= Carrie Yau =

Hong Kong government official

This is a Hong Kong name; Tsang is the maiden name and Yau is the married name.

Carrie Yau Tsang Kar-lai (' Tsang; born 4 June 1955) is a former Hong Kong government official.

She was graduated from the University of Hong Kong and Somerville College, Oxford and joined the Hong Kong government as an Administrative Officer in 1977. She worked in major policies including security, building and lands, education and manpower, transport, health and food safety in bureaux and departments such as the former Environment Branch, the former Finance Branch, the former New Territories Administration, the former Civil Service Branch, the former City and New Territories Administration, the former Building and Lands Department, the former Security Branch, the former Education and Manpower Branch, the former Transport Branch and the former Chief Secretary's Office.

From 1995 to 1997, she was Deputy Secretary for Security.

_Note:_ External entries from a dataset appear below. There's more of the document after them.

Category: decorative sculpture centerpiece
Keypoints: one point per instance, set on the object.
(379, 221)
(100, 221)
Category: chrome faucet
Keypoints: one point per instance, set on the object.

In 1997 she was appointed Director of Administration and in 2000. She was Permanent Secretary for Health, Welfare and Food from 2002 to 2007, Permanent Secretary for Home Affairs from 2007 to 2010. She handled crisis management issues relating to Vietnamese boat people, SARS, avian flu; and coordination of international events like 2000 ITU Telecom Asia and 2008 Olympic Equestrian Events. In April 2010, Yau retired from the civil service after almost 33 years of service. In 2013, she was appointed Executive Director of the Vocational Training Council.